Mohler: Slain missionaries spotlight need for worldwide Gospel proclamation
Four slain Southern Baptist missionaries in Iraq spotlight the urgent need for Christians to commit themselves to missions, R. Albert Mohler Jr. said in chapel March 23 at The Southern Baptist Theological Seminary.
Preaching from Romans 10:8-15, Mohler told students that believers have an obligation to recognize the world’s lostness and proclaim the Gospel regardless of the cost.
“A day of wrath is coming,” Mohler said, “a day of wrath that will be so dramatic that the only ones who will be saved are those who call upon the name of the Lord. That puts the urgency into this promise of salvation.
“This is the logic of the Great Commission. We are to go. We are to tell. We are to bring the Word of God near. The promise is that sinners will hear the Gospel. The promise is that by faith, those who believe will be saved. Believing, they will call upon the name of the Lord. And calling upon the name of the Lord, they will be saved.”
Mohler cited Karen Watson, one of the slain missionaries, as a prime example of selfless commitment to proclaim the Gospel to a lost world. Watson had told friends that she intended to enroll at Southern as a student in January 2005, he said.
Prior to her murder, Watson penned a letter that was to be opened only upon the event of her death, Mohler said. The letter expressed Watson’s conviction that the Gospel is a cause for which Christians should be willing to dedicate their lives and even die.

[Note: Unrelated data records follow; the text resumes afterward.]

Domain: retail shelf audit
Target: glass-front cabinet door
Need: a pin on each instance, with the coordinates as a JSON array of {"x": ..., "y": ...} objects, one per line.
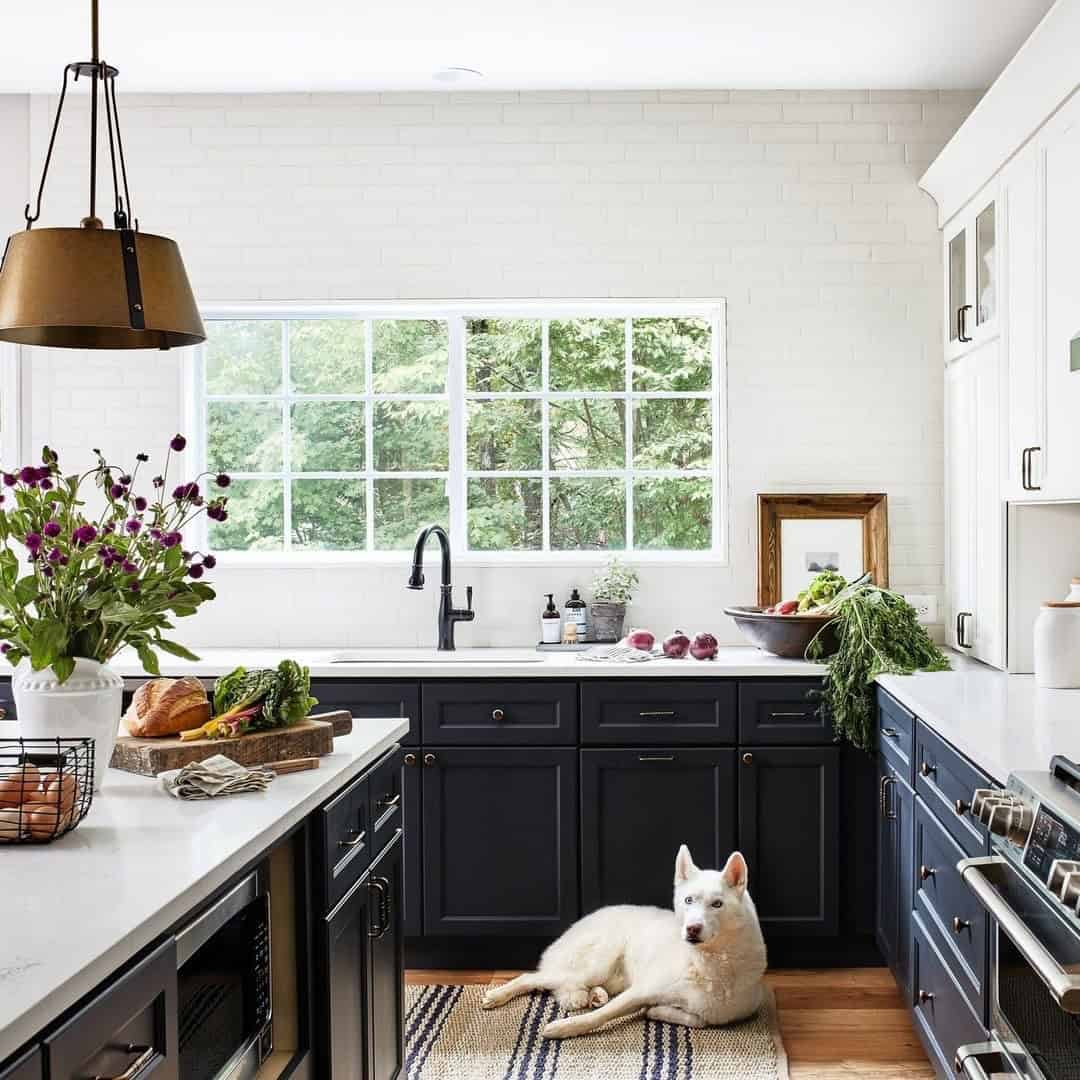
[{"x": 971, "y": 277}]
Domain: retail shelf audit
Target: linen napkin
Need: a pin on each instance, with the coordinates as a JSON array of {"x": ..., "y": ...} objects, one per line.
[{"x": 216, "y": 775}]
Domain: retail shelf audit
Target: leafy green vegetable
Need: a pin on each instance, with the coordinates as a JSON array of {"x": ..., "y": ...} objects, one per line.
[{"x": 878, "y": 633}]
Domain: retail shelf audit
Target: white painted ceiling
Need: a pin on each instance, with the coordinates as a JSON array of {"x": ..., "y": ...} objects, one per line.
[{"x": 399, "y": 44}]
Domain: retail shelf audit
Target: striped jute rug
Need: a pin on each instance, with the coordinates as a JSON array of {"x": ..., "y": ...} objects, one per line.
[{"x": 449, "y": 1037}]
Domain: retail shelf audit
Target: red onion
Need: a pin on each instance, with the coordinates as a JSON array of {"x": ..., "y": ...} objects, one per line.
[
  {"x": 703, "y": 647},
  {"x": 677, "y": 645},
  {"x": 640, "y": 639}
]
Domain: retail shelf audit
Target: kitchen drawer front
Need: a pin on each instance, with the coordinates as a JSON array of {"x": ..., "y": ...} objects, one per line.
[
  {"x": 946, "y": 782},
  {"x": 947, "y": 905},
  {"x": 653, "y": 712},
  {"x": 135, "y": 1015},
  {"x": 347, "y": 840},
  {"x": 896, "y": 736},
  {"x": 538, "y": 713},
  {"x": 784, "y": 713},
  {"x": 28, "y": 1067},
  {"x": 385, "y": 797},
  {"x": 942, "y": 1012},
  {"x": 373, "y": 701}
]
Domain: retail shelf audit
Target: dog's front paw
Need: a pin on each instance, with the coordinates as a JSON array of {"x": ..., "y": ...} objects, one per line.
[{"x": 558, "y": 1029}]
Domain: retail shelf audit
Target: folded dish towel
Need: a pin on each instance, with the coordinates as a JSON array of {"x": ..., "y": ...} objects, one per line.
[{"x": 216, "y": 775}]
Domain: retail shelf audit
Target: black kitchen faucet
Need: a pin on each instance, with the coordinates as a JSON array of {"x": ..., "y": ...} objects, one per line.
[{"x": 448, "y": 615}]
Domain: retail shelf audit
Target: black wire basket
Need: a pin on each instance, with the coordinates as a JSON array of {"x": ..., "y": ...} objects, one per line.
[{"x": 45, "y": 787}]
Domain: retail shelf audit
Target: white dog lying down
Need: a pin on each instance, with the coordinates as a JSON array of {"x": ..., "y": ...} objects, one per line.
[{"x": 700, "y": 967}]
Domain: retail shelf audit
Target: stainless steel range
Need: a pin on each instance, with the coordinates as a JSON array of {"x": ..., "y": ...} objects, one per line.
[{"x": 1030, "y": 887}]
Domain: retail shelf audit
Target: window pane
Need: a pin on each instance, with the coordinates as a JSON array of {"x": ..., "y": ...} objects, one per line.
[
  {"x": 504, "y": 434},
  {"x": 243, "y": 356},
  {"x": 505, "y": 514},
  {"x": 588, "y": 354},
  {"x": 588, "y": 514},
  {"x": 327, "y": 436},
  {"x": 403, "y": 507},
  {"x": 673, "y": 514},
  {"x": 243, "y": 436},
  {"x": 326, "y": 355},
  {"x": 673, "y": 433},
  {"x": 328, "y": 514},
  {"x": 256, "y": 520},
  {"x": 672, "y": 353},
  {"x": 409, "y": 355},
  {"x": 502, "y": 354},
  {"x": 412, "y": 436},
  {"x": 588, "y": 434}
]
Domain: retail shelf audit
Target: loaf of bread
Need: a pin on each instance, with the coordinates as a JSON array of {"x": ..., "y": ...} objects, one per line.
[{"x": 164, "y": 706}]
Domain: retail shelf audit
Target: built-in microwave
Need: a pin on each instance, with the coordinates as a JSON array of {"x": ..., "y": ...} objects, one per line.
[{"x": 225, "y": 989}]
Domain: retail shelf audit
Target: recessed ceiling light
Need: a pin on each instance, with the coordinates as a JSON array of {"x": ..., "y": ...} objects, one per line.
[{"x": 457, "y": 75}]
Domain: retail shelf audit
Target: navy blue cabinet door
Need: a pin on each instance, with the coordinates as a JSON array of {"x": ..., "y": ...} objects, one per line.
[
  {"x": 895, "y": 875},
  {"x": 637, "y": 806},
  {"x": 790, "y": 833},
  {"x": 500, "y": 840}
]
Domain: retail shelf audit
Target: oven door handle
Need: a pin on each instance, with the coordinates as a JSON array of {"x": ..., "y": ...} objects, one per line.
[{"x": 980, "y": 875}]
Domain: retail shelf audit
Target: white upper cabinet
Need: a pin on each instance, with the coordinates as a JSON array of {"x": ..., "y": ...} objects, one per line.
[{"x": 972, "y": 275}]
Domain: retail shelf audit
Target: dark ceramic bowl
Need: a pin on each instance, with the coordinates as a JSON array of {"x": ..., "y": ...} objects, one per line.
[{"x": 784, "y": 635}]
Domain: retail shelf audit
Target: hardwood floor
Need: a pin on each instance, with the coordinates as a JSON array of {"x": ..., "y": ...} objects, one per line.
[{"x": 842, "y": 1024}]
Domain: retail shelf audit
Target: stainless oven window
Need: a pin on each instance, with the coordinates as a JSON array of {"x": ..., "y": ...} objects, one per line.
[{"x": 1033, "y": 1027}]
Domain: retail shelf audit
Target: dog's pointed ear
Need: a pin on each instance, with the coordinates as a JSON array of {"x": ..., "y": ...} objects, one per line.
[
  {"x": 737, "y": 873},
  {"x": 684, "y": 865}
]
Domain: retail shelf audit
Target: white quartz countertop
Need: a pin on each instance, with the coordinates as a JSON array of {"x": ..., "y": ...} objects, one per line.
[
  {"x": 1002, "y": 723},
  {"x": 79, "y": 908},
  {"x": 741, "y": 661}
]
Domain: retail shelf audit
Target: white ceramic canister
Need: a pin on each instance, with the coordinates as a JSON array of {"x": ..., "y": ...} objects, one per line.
[
  {"x": 1057, "y": 645},
  {"x": 88, "y": 705}
]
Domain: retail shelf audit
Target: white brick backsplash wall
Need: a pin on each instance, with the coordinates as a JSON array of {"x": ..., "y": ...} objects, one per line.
[{"x": 801, "y": 208}]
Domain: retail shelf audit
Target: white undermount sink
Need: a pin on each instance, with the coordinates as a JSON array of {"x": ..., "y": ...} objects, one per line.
[{"x": 434, "y": 657}]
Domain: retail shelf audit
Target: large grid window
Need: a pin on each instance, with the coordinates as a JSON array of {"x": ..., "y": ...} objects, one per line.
[{"x": 563, "y": 428}]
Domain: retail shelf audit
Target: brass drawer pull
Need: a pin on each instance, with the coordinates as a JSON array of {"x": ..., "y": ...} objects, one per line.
[{"x": 146, "y": 1054}]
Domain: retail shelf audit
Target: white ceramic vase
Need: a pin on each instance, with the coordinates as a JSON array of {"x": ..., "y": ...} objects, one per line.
[{"x": 86, "y": 705}]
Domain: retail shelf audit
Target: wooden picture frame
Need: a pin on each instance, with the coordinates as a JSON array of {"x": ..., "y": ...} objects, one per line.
[{"x": 772, "y": 510}]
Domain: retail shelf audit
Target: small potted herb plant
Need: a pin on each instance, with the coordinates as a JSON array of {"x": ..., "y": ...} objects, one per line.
[
  {"x": 612, "y": 589},
  {"x": 78, "y": 584}
]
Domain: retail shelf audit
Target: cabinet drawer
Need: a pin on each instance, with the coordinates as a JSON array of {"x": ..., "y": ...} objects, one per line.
[
  {"x": 28, "y": 1067},
  {"x": 373, "y": 700},
  {"x": 946, "y": 781},
  {"x": 500, "y": 714},
  {"x": 347, "y": 840},
  {"x": 785, "y": 713},
  {"x": 941, "y": 1010},
  {"x": 134, "y": 1018},
  {"x": 646, "y": 711},
  {"x": 945, "y": 903},
  {"x": 896, "y": 734},
  {"x": 385, "y": 796}
]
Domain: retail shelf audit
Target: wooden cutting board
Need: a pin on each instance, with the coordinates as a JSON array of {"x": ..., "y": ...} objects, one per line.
[{"x": 310, "y": 738}]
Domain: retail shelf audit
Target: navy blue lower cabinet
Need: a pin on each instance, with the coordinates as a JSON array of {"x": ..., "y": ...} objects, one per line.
[
  {"x": 790, "y": 833},
  {"x": 500, "y": 840},
  {"x": 894, "y": 872},
  {"x": 637, "y": 806}
]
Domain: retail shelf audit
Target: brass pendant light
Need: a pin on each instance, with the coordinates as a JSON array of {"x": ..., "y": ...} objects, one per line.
[{"x": 94, "y": 287}]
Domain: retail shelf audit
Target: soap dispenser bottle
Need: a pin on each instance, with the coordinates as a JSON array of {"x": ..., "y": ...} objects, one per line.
[{"x": 551, "y": 622}]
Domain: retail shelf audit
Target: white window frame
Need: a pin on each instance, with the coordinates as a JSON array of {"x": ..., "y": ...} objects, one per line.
[{"x": 458, "y": 397}]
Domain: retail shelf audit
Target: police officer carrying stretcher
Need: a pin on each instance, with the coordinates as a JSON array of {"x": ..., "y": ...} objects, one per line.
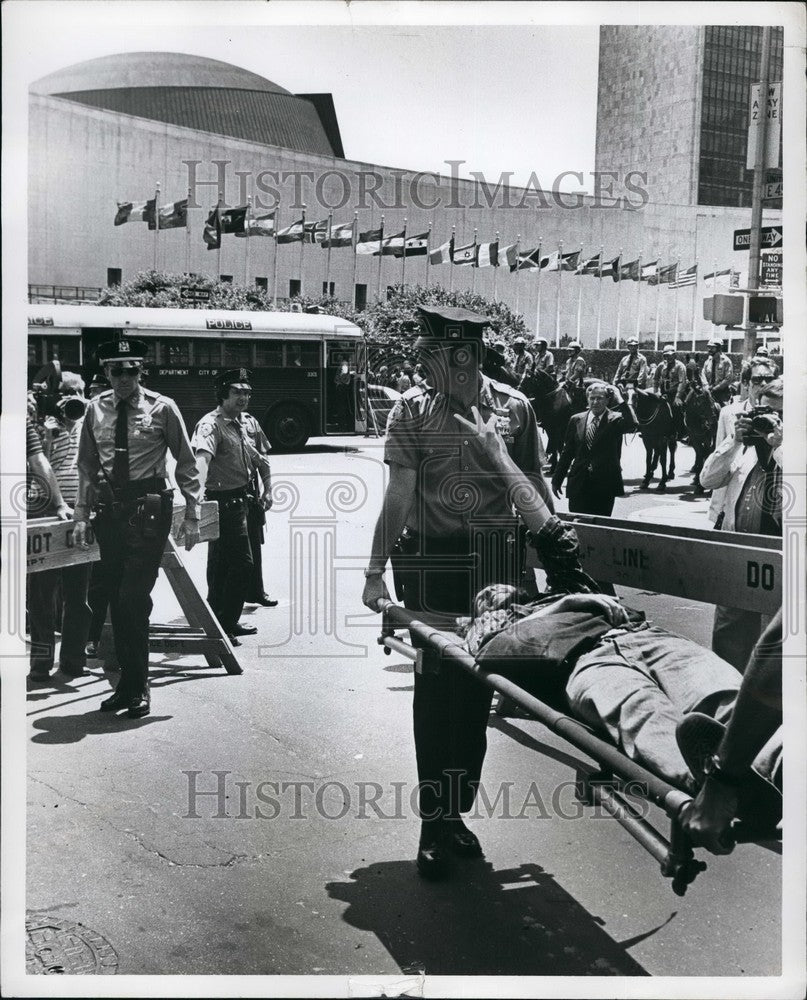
[
  {"x": 226, "y": 461},
  {"x": 465, "y": 534},
  {"x": 121, "y": 466}
]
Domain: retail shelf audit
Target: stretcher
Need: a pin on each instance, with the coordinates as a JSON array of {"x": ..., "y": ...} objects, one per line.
[{"x": 617, "y": 779}]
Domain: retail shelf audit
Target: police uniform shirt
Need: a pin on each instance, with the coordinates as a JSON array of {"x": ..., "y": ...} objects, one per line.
[
  {"x": 154, "y": 427},
  {"x": 452, "y": 493},
  {"x": 233, "y": 457}
]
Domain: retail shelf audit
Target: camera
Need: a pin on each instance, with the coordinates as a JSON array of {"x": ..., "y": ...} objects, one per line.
[{"x": 764, "y": 420}]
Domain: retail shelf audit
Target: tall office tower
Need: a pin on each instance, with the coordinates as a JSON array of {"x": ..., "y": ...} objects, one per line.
[{"x": 673, "y": 102}]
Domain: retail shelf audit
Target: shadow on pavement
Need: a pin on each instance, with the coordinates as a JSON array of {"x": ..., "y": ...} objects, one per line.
[{"x": 482, "y": 922}]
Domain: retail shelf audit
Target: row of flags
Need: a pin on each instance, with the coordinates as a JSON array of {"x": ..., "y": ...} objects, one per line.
[{"x": 374, "y": 242}]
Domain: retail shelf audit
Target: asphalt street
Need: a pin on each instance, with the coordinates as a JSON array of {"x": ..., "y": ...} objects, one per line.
[{"x": 261, "y": 824}]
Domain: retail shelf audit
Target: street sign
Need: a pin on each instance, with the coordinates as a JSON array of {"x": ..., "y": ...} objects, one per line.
[
  {"x": 771, "y": 236},
  {"x": 189, "y": 294},
  {"x": 770, "y": 270},
  {"x": 773, "y": 113}
]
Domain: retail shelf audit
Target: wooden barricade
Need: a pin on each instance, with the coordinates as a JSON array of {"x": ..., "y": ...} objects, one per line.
[{"x": 50, "y": 545}]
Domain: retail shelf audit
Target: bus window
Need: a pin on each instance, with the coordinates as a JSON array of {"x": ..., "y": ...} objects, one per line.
[
  {"x": 237, "y": 353},
  {"x": 176, "y": 352},
  {"x": 207, "y": 353},
  {"x": 269, "y": 354},
  {"x": 302, "y": 354}
]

At the request of Watson’s home church, Valley Baptist Church in Bakersfield, Calif., Mohler read the letter to Southern’s student body.
“You should only be opening this letter in the event of my death,” Watson wrote. “When God calls, there are no regrets. I tried to share my heart with you as much as possible, my heart for the nations. I wasn’t called to a place. I was called to Him, to glory. To obey was my objective. To suffer was expected. His glory was my reward. His glory is my reward.”
Highlighting the need to continue mission work, Watson encouraged potential missionaries to serve God first and foremost.
“Care more than some think is wise,” she wrote. “Risk more than some think is safe. Dream more than some think is practical, and expect more than some think is possible. I was called not to comfort or success but to obedience.”
Many nonbelievers would consider Watson’s death a waste, Mohler said. But Christians should view her death as an encouragement to live for eternal rewards more than earthly rewards, he said.
“It’s incredible to read that letter isn’t it?” Mohler said, “She did risk more than some thought would be wise. But it’s clear that her hope was that men and women in Iraq would come to know the Gospel not only in spite of her death, if it should come, but even because of it.”
In light of the deaths of Watson, David McDonnall and Larry and Jean Elliot, all believers should consider whether God would have them to enter the mission field, Mohler said.
“As we first heard this word (of the four deaths), we realized that the cause of the Gospel needed at least four more,” he said. “That’s just status quo, four more. But advance is going to take far more than four.
“I couldn’t help, as I read this letter, to realize that this was written by a young woman who intended to come here in order to go back. Maybe the Lord intends someone here to go in her place.”
As the chapel service concluded, Mohler invited students who sensed God’s call to international missions to speak with faculty members from Southern’s Billy Graham School of Missions, Evangelism and Church Growth.
“I want to invite you just to leave your seat and go back and speak to one of these faculty members who will pray with you and counsel with you and find great joy in helping you to know if the Lord has called you perhaps to replace Karen Watson or the Elliots, Dave McDonnall or one of the millions and millions who must go that the Word of God would be brought near.”
In response to Mohler’s invitation, over 100 students expressed a willingness to consider serving as international missionaries.
“We go because we honestly believe that without faith in Christ, there is no hope in the life to come,” Mohler said.